The experience of polyneuropathy varies among patients and root causes. In many cases, it can be likened to the experience of having one's foot “fall asleep.” Any nerve cells throughout the body may be affected by this condition, so patients may experience problems with sensation or may be unable to control motor impulses to affected areas. Patients with this condition may lose strength in affected areas or may be unable to sense the position of their appendages and extremities.
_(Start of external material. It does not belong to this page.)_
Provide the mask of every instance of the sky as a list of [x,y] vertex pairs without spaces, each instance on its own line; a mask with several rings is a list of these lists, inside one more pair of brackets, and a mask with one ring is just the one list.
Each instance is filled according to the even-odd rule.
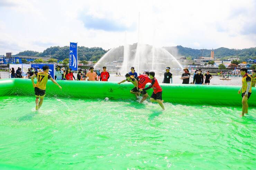
[[196,49],[256,47],[256,0],[0,0],[0,54],[70,42],[106,50],[138,40]]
Patients who experience polyneuropathy are often afflicted with other disorders. This medical condition is often a symptom of diabetes, cancer, Acquired Immune Deficiency Syndrome (AIDS), or various other autoimmune diseases. If none of these conditions are present, physicians may look for vitamin deficiency or toxic exposures as a source of polyneuropathy. Any of these conditions may result in malfunctions in the peripheral nerves. In rare cases, this disorder may be hereditary.
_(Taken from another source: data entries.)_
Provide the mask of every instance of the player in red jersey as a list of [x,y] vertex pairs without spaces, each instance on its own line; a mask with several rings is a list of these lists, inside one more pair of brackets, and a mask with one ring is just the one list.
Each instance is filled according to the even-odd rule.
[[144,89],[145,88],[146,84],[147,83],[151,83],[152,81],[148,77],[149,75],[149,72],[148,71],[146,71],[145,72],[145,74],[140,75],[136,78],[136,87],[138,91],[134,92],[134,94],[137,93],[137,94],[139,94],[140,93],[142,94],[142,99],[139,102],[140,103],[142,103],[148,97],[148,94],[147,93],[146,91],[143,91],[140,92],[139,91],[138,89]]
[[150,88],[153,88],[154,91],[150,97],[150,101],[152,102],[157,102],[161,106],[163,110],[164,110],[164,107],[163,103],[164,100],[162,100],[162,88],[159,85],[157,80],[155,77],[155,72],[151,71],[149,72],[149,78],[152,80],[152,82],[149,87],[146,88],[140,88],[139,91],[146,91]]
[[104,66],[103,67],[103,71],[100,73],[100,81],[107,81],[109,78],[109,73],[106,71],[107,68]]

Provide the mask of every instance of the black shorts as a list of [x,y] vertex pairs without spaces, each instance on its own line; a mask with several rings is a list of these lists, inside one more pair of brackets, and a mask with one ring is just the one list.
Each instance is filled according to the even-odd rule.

Occasionally, polyneuropathy has an acute onset, but often this disorder is progressive in nature. Usually, the hands or feet are affected first, and the condition may spread through the limbs and into the trunk. Sometimes the initial experience of this disorder is pain that is eventually replaced by numbness as the condition progresses. Patients who develop polyneuropathy as a symptom of diabetes may have variable symptoms depending on how well their glucose levels are controlled.
Doctors use various tools to diagnose polyneuropathy. Initial diagnosis includes a personal medical history and testing for underlying causes. This condition may be the first recognizable sign of diabetes or other disorders. If the underlying cause can not be found, doctors would further examine the progress, severity, and extent of the disorder. Follow-up testing might include reflex measures, nerve conduction studies, or magnetic resonance imaging (MRI).
Usually, the symptoms of polyneuropathy are not independently treated. Once the root cause of the condition has been identified, doctors will likely focus on treating that issue. In many cases, this will control or reverse the experience of polyneuropathy. In the rare cases where doctors can not pinpoint the underlying cause of the condition, they would turn to pain management techniques. Patients may be asked to make lifestyle changes including limiting alcohol consumption, changing their diet, and engaging in regular exercise to speed improvement.